The government is destabilizing the economy, destroying the national infrastructure through neglect and a lack of resources, and turning taxpayer dollars into blood money with its endless wars, drone strikes and mounting death tolls.

This is exactly the scenario Eisenhower warned against when he cautioned the citizenry not to let the profit-driven war machine endanger our liberties or democratic processes:

“Every gun that is made, every warship launched, every rocket fired signifies, in the final sense, a theft from those who hunger and are not fed, those who are cold and are not clothed. This world in arms is not spending money alone. It is spending the sweat of its laborers, the genius of its scientists, the hopes of its children. The cost of one modern heavy bomber is this: a modern brick school in more than 30 cities. It is two electric power plants, each serving a town of 60,000 population. It is two fine, fully equipped hospitals. It is some fifty miles of concrete pavement. We pay for a single fighter plane with a half million bushels of wheat. We pay for a single destroyer with new homes that could have housed more than 8,000 people. This is, I repeat, the best way of life to be found on the road the world has been taking. This is not a way of life at all, in any true sense. Under the cloud of threatening war, it is humanity hanging from a cross of iron.”

We failed to heed Eisenhower’s warning.

As I make clear in my book Battlefield America: The War on the American People and in its fictional counterpart The Erik Blair Diaries, the growth of and reliance on militarism as the solution for our problems both domestically and abroad bodes ill for the constitutional principles which form the basis of the American experiment in freedom.

As James Madison warned, “Of all the enemies to public liberty war is, perhaps, the most to be dreaded because it comprises and develops the germ of every other. War is the parent of armies; from these proceed debts and taxes… known instruments for bringing the many under the domination of the few.… No nation could preserve its freedom in the midst of continual warfare.”

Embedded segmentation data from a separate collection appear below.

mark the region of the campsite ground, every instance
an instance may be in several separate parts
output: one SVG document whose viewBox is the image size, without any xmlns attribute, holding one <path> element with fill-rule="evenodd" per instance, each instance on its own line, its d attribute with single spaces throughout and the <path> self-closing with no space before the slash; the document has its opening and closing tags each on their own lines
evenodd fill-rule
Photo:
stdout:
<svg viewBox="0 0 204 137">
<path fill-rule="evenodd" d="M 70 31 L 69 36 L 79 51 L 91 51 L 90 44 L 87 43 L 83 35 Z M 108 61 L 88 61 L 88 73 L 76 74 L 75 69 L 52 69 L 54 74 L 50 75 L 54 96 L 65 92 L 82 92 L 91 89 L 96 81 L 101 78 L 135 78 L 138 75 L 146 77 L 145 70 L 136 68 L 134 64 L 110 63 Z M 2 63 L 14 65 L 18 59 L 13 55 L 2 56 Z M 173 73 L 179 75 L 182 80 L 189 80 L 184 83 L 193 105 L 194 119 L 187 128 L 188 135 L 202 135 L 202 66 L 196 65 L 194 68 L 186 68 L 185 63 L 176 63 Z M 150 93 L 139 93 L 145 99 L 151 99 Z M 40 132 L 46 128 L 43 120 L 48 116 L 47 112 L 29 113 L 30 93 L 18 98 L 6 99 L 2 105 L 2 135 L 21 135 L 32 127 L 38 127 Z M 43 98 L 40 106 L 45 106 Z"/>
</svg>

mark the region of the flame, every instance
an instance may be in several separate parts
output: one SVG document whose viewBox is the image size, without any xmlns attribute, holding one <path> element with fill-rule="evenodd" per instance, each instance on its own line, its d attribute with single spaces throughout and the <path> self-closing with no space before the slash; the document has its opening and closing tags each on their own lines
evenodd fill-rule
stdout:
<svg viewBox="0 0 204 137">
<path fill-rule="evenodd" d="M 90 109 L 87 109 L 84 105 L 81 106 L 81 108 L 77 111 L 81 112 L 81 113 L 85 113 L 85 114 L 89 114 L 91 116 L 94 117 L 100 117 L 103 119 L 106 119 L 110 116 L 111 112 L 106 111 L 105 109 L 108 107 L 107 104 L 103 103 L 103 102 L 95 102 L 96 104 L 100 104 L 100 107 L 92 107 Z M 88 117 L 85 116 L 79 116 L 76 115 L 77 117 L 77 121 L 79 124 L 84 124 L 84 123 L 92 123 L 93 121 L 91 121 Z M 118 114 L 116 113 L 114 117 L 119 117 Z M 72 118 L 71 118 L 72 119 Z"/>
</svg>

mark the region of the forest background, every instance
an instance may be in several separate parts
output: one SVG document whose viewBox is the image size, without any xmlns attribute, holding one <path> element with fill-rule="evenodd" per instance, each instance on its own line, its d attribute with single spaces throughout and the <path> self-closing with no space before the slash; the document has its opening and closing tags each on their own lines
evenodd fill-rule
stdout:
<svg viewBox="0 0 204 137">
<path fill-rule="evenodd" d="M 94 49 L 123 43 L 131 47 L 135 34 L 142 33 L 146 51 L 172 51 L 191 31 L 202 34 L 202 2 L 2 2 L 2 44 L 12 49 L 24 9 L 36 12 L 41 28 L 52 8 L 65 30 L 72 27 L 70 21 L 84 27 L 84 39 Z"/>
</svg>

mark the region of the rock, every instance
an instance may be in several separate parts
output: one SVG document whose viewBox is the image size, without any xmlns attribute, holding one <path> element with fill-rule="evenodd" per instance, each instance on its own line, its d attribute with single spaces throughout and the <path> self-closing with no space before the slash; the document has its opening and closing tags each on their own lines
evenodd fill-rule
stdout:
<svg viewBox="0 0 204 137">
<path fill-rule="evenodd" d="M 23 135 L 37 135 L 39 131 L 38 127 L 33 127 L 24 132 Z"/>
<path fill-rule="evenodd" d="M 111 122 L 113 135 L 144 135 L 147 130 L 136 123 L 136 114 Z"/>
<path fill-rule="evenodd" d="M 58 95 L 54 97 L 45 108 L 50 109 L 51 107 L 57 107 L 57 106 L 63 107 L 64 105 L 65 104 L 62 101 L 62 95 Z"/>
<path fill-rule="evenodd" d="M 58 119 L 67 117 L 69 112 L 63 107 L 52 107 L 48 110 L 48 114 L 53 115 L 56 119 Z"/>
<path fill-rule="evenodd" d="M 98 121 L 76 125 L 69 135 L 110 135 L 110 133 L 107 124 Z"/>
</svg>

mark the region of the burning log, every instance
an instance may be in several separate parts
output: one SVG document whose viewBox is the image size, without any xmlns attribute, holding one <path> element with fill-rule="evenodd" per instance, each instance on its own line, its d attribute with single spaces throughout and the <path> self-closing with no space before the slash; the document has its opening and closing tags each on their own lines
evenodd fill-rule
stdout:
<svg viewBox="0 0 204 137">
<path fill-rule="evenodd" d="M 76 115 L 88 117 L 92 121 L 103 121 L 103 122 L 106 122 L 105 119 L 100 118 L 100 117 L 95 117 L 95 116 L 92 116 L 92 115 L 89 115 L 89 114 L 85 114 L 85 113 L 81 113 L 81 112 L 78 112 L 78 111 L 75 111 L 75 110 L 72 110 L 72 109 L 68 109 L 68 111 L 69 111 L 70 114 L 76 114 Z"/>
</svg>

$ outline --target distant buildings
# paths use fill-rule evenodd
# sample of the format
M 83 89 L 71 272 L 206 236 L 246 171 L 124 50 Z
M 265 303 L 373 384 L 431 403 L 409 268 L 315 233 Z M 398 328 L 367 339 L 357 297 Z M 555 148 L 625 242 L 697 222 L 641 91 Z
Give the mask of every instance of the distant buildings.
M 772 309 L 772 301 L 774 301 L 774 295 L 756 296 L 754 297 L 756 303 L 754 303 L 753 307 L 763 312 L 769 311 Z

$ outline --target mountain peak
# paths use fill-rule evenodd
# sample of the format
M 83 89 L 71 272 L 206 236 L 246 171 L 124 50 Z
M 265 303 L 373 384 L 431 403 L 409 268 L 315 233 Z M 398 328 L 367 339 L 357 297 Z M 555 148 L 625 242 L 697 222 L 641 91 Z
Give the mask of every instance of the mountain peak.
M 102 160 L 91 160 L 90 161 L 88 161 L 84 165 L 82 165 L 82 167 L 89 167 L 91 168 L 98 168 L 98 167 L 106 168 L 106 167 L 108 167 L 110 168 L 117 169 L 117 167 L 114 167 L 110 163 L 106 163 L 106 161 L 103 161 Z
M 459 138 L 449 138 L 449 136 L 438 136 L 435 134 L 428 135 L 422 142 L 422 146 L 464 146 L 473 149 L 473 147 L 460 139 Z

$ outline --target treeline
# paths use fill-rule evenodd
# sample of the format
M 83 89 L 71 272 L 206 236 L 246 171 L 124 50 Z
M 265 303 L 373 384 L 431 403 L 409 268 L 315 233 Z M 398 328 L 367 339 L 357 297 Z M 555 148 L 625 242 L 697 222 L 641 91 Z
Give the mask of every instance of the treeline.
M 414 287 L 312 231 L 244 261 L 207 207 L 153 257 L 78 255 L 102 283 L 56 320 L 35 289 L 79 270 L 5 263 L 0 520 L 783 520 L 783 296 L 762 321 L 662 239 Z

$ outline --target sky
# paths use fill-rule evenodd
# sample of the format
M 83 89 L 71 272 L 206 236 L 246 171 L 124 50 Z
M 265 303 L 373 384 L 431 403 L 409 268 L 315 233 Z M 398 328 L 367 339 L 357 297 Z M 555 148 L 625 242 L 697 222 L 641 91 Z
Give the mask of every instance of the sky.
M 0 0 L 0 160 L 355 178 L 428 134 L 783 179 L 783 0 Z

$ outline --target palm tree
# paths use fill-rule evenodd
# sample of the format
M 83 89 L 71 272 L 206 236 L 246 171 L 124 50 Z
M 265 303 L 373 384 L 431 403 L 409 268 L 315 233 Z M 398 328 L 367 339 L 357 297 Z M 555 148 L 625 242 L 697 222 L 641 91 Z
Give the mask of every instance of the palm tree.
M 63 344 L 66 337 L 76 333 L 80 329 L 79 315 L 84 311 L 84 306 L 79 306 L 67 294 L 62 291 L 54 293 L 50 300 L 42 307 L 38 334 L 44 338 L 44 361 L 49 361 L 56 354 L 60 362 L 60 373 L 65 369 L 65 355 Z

At the height of its power, even the mighty Roman Empire could not stare down a collapsing economy and a burgeoning military. Prolonged periods of war and false economic prosperity largely led to its demise. As historian Chalmers Johnson predicts:

The fate of previous democratic empires suggests that such a conflict is unsustainable and will be resolved in one of two ways. Rome attempted to keep its empire and lost its democracy. Britain chose to remain democratic and in the process let go its empire. Intentionally or not, the people of the United States already are well embarked upon the course of non-democratic empire.